While Lily might have noticed a change in Cissy, her mama did not because she was too busy with baby Jessie. She didn’t even care when Cissy started getting bad grades except to tell her she was probably reading too many storybooks and needed to crack her school books open more often.
Then back in August of 1969, the winds of a real hurricane named Camille blew away Cissy’s blue funk and most of South Mississippi. She guessed it took something that significant to wake her up again.
“Camille,” she whispered.
“What was that, Cissy?”
“Nothing. Just a storm I was remembering.”
“Would you like to stop for today?” Dr. Guttman asked.
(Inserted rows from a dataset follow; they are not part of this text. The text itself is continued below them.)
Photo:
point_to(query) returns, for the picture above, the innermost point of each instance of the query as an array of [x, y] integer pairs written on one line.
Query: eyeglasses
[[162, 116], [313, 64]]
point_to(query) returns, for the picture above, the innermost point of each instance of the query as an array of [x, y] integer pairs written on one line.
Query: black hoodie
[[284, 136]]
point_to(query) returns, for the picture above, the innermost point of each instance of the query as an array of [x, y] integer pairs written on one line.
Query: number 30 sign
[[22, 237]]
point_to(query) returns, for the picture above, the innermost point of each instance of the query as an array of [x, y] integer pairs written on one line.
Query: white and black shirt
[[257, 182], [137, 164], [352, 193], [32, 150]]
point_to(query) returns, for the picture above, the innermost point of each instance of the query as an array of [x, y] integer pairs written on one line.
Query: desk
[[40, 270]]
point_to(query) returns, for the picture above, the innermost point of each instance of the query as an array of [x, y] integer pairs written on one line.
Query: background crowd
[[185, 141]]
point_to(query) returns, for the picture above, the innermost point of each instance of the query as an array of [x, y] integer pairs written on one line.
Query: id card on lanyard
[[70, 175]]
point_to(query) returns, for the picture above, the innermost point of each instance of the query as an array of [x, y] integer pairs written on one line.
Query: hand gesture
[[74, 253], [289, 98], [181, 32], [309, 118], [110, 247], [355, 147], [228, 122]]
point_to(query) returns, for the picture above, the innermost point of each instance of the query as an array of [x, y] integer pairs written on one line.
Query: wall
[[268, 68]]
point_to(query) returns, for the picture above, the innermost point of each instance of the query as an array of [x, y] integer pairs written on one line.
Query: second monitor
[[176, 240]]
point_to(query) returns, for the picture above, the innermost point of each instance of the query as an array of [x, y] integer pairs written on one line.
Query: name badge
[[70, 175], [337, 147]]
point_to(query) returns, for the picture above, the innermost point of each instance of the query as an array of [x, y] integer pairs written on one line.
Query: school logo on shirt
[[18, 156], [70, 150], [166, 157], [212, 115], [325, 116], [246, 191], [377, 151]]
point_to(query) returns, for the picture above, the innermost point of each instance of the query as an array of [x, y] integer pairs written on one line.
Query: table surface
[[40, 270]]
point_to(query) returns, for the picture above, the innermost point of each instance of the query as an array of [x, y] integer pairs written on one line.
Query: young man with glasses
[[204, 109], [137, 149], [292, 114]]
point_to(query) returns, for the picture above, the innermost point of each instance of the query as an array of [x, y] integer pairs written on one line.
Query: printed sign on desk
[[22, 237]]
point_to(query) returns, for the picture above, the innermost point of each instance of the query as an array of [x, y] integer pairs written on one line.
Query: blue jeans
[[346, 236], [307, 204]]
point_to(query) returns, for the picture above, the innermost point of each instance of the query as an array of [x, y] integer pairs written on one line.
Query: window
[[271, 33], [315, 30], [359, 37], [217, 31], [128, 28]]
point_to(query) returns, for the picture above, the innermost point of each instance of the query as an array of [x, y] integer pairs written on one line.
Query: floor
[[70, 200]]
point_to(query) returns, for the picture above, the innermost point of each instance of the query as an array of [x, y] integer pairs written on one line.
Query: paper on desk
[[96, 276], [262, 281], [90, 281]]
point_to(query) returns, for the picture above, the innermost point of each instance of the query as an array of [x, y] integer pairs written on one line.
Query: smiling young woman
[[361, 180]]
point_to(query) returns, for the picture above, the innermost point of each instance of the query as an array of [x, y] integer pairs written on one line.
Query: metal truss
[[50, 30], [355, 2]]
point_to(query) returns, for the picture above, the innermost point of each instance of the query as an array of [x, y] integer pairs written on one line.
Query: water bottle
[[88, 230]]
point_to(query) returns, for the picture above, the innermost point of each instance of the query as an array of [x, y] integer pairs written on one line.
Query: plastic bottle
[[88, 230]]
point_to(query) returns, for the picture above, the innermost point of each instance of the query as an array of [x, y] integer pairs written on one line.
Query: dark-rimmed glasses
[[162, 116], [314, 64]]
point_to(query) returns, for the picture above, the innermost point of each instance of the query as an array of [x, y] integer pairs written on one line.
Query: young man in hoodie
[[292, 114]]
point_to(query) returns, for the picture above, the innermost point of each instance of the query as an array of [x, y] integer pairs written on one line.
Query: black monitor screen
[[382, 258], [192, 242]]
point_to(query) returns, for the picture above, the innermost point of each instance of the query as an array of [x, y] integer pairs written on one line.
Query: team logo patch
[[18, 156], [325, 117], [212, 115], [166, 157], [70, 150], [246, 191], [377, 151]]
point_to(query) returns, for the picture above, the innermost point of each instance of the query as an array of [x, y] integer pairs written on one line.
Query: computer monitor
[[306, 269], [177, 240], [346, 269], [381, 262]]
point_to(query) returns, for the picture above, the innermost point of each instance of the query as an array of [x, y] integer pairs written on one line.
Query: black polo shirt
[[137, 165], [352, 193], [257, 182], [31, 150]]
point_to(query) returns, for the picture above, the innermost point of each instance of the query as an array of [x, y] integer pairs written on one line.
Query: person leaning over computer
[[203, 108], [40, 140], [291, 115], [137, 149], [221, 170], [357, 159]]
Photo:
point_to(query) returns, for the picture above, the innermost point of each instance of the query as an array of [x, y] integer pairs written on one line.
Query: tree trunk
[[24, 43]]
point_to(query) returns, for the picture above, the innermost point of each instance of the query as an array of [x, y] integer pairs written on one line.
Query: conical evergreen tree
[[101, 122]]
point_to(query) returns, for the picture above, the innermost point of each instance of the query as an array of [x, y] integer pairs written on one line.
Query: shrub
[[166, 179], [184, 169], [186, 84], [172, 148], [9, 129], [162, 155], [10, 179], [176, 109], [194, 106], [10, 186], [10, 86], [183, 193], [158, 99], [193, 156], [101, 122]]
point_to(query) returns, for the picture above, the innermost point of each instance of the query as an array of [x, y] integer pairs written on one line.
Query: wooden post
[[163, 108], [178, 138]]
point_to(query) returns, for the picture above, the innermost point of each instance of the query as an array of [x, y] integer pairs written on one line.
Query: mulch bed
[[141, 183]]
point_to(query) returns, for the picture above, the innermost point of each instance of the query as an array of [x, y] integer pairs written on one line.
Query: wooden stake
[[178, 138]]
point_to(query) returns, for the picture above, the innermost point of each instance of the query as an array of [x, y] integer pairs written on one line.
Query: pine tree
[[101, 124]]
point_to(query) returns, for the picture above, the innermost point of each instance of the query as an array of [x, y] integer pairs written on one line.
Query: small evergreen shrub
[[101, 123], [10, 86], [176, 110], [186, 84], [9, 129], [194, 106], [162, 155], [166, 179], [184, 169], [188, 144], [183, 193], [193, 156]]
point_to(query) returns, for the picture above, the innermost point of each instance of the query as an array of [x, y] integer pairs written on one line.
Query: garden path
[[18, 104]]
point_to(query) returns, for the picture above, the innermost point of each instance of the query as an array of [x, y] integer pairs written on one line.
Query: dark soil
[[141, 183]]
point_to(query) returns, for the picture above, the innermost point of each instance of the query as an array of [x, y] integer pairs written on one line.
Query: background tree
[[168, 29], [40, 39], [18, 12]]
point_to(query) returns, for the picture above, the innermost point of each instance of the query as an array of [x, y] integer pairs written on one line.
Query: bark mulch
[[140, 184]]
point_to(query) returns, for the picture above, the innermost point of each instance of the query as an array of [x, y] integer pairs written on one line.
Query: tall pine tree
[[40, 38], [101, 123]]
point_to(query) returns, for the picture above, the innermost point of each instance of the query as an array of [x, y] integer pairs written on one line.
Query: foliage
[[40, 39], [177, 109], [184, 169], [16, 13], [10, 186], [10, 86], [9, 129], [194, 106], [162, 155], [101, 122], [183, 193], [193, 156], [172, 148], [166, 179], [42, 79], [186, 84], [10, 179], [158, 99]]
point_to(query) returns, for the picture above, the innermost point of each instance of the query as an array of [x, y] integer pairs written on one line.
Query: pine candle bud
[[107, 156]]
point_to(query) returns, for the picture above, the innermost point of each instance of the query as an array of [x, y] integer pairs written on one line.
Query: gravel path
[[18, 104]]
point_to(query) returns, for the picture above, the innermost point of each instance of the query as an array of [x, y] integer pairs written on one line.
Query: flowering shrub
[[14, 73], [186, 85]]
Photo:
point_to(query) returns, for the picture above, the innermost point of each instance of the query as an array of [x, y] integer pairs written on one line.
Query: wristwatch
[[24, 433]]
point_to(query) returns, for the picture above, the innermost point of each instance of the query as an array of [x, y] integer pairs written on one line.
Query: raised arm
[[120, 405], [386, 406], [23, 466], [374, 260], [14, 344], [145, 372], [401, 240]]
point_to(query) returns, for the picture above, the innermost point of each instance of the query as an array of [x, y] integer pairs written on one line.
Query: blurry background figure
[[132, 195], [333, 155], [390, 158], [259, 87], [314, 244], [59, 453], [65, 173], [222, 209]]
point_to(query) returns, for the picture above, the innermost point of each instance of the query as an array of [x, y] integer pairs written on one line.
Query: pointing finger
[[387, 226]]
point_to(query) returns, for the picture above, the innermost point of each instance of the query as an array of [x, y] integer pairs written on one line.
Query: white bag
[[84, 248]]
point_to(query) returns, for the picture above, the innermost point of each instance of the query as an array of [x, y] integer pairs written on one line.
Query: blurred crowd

Cissy nodded and left his office. She appreciated that one of Dr. Guttman’s talents seemed to be in knowing how much questioning one person could take in an hour’s time. It was one of the reasons she decided she could trust him no matter what Martha believed.
* * *
Later that afternoon, a thunderstorm rattled the hospital windows and lit the skies with angry lightning. The nurses warned patients to stay away from the windows, but Cissy thought they were exaggerating the danger. She found it strange that she was just thinking
about Hurricane Camille in her session with Dr. Guttman and now the howling wind was dredging up even more memories she’d just as soon forget.
That was seven years ago, but the sound of that kind of wind couldn’t be forgotten. It made the hair on her arms stand on end, and she couldn’t imagine feeling more alive. While her parents argued about whether or not to evacuate, Cissy had stayed on the front porch watching the August sky turn dark as charcoal.
When the heavy rains and wind began, she begged her parents to let her stay outside. She wanted the storm to wash over her; to tear apart their proper Southern home and bury her former life in the debris that would later be carted away.
Bess’s brother drove up in a spray of gravel and mad honking just as Cissy turned to go inside. “Bess, if we’re gonna die in this storm, you ought to be with family instead of those white folks,” he had screamed above the wind. “They don’t need no damn housekeeper in a hurricane.”
Cissy couldn’t argue with his logic and she half thought about asking if she could join them.
Lily, who’d just turned five, and the newborn Jessie cried the entire time they were holed up in the pantry, and no amount of shushing from their mama eased their fear. Her inability to hug them in a soft and gentle manner made things worse. The saving grace was that the noise of the rain and wind often drowned out their wailing.
Cissy sat perfectly still in one corner with her eyes closed, imagining the destruction going on outside. She heard the crack of trees falling and shutters being blown open. They all screamed when they heard glass from the front windows crashing to the floors. They screamed in unison again when the electricity went out at around 8:30 p.m. Cissy hoped she was safe from her daddy’s touching since her mama and sisters were trapped in the dark, too. It’d been going on for a little less than half a year, every few weeks or so. The visits to her room, though, had grown less frequent when the baby started disrupting everyone’s sleep.
Four hours into Camille’s rage, Cissy thought she’d suddenly gone deaf. No more howling wind or thunderous rain. Just silence. Her daddy had said the eye of the storm was overhead. He left the pantry to assess the damage to the house, garage, and yard. Cissy scrambled out after him.